Proportions with maps and scales
An architectural floor plan is an example of a scale drawing. A scale drawing is a diagram of an object in which the dimensions are in proportion to the actual dimensions of the object.
The scale of a scale drawing tells us how the drawing's dimensions and the real-life dimensions are related. For example, the scale 1 \text{ in.} : 12 \text{ ft.} tells us that 1 inch in the floor plan drawing represents 12 feet in the actual building.
A graphic scale represents a scale by using a small line with markings similar to a ruler. One side of the line represents the distance on the map, while the other side represents the true distances of objects in real life. By measuring the distance between two points on a map and then referring to the graphic scale, we can calculate the actual distance between those points. In this picture, you can see that 1 cm on the scale represents 250 kilometers in real life and 1.5 cm on the scale represents 250 miles in real life.
A verbal scale uses words to describe the ratio between the map's scale and the real world.
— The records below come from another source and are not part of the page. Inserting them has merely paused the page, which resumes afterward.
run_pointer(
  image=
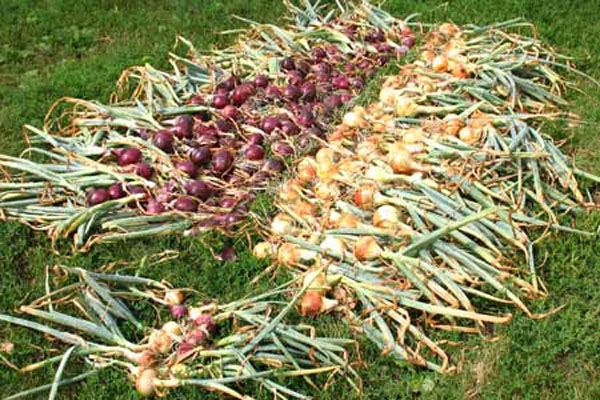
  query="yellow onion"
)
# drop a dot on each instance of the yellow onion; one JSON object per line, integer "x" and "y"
{"x": 145, "y": 383}
{"x": 263, "y": 250}
{"x": 172, "y": 328}
{"x": 469, "y": 135}
{"x": 386, "y": 217}
{"x": 364, "y": 194}
{"x": 367, "y": 248}
{"x": 290, "y": 190}
{"x": 333, "y": 245}
{"x": 160, "y": 341}
{"x": 348, "y": 221}
{"x": 326, "y": 191}
{"x": 282, "y": 224}
{"x": 174, "y": 297}
{"x": 440, "y": 64}
{"x": 306, "y": 169}
{"x": 315, "y": 281}
{"x": 405, "y": 107}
For example, we could say "One inch equals fifteen miles" or we could write it as 1 \text{ in.} = 15 \text{ miles}. This means that one inch on the map is equivalent to 15 miles in the real world.
The examples above include scales with units. A scale with two dimensions listed in the same unit, such as 1 \text{ in.}:48 \text{ in.}, can be written without units, such as 1:48. This is called the scale ratio.
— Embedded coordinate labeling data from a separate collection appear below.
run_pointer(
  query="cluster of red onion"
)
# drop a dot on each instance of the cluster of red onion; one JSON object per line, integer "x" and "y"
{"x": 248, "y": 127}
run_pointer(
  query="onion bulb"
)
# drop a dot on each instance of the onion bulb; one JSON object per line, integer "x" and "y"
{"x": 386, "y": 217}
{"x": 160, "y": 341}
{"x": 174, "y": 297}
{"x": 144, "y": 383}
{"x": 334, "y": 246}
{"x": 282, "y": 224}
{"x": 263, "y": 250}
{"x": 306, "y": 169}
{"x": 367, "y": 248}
When a ratio is fully simplified, we call it a simplified scale ratio.
| Scale with units | Scale without units |
|---|---|
| 1 \text{ in.} : 4 \text{ ft.} | 1 : 48 |
The ratio of 1 : 48 can also be written as the fraction \dfrac{1}{48}. This fraction is called the scale factor. It tells us that the dimensions of the model are \dfrac{1}{48}\text{th} the size of the dimensions in real life.
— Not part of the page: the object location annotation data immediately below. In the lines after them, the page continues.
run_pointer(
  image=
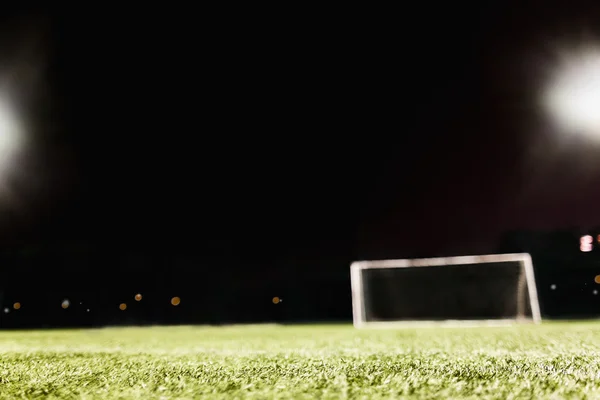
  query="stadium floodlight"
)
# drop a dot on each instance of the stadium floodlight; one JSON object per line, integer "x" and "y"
{"x": 573, "y": 96}
{"x": 10, "y": 137}
{"x": 471, "y": 290}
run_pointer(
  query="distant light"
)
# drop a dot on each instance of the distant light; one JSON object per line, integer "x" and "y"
{"x": 573, "y": 96}
{"x": 11, "y": 136}
{"x": 586, "y": 243}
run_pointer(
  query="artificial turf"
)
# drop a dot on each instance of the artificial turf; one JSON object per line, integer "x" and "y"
{"x": 551, "y": 360}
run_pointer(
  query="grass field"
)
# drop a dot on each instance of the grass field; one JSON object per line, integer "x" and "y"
{"x": 556, "y": 360}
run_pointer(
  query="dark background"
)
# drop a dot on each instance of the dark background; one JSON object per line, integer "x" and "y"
{"x": 231, "y": 155}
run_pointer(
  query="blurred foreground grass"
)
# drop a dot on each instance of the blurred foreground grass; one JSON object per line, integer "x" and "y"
{"x": 552, "y": 360}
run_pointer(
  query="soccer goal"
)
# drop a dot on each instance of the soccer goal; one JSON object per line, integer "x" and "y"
{"x": 493, "y": 289}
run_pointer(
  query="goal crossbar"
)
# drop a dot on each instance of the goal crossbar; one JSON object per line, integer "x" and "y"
{"x": 358, "y": 304}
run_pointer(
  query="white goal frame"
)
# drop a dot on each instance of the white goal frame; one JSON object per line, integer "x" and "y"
{"x": 358, "y": 304}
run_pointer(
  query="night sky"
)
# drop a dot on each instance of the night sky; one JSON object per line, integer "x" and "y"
{"x": 297, "y": 133}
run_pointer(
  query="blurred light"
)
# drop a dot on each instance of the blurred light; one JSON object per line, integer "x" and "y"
{"x": 586, "y": 243}
{"x": 573, "y": 97}
{"x": 11, "y": 137}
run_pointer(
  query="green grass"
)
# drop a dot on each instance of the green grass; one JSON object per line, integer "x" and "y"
{"x": 556, "y": 360}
Here are some helpful unit conversions before we get started with examples.
\begin{aligned} 1 \text{ ft} &= 12 \text{ in} \\ 1 \text{ yd} &= 3 \text{ ft or } 36 \text{ in} \\ 1 \text{ mi} &= 1 \, 760 \text{ yd} \end{aligned}
\begin{aligned} 1 \text{ cm} &= 10 \text{ mm} \\ 1 \text{ m} &= 100 \text{ cm} \\ 1 \text{ km} &= 1 \, 000 \text{ m} \end{aligned}
Examples
Example 1
Convert the following description to a simplified scale ratio:
3 cm represents an actual distance of 9 m.
Example 2
Bianca is looking over a map of her local area and notices that the scale of the map is given as
1 : 100 in the map legend.
Find the actual distance (in centimeters) between two points which are drawn 12 cm apart on that map.
Find the distance in meters between the two points from part (a).
Example 3
The scale ratio shown on a map is 1 : 500\,000. How far apart on the map should two train stations be drawn if the actual distance between the stations is 100 miles?
Using the fact 1 \text{ mile} = 63\,360 \text{ inches}, express your answer in inches, rounding to two decimal places.
A scale drawing is a diagram of an object in which the dimensions are in proportion to the actual dimensions of the object.
The scale of a scale drawing tells us how the drawing's dimensions and the real-life dimensions are related.
A scale with two dimensions listed in the same unit and can be written without units is called the scale ratio.
When a ratio is fully simplified, we call it a simplified scale ratio.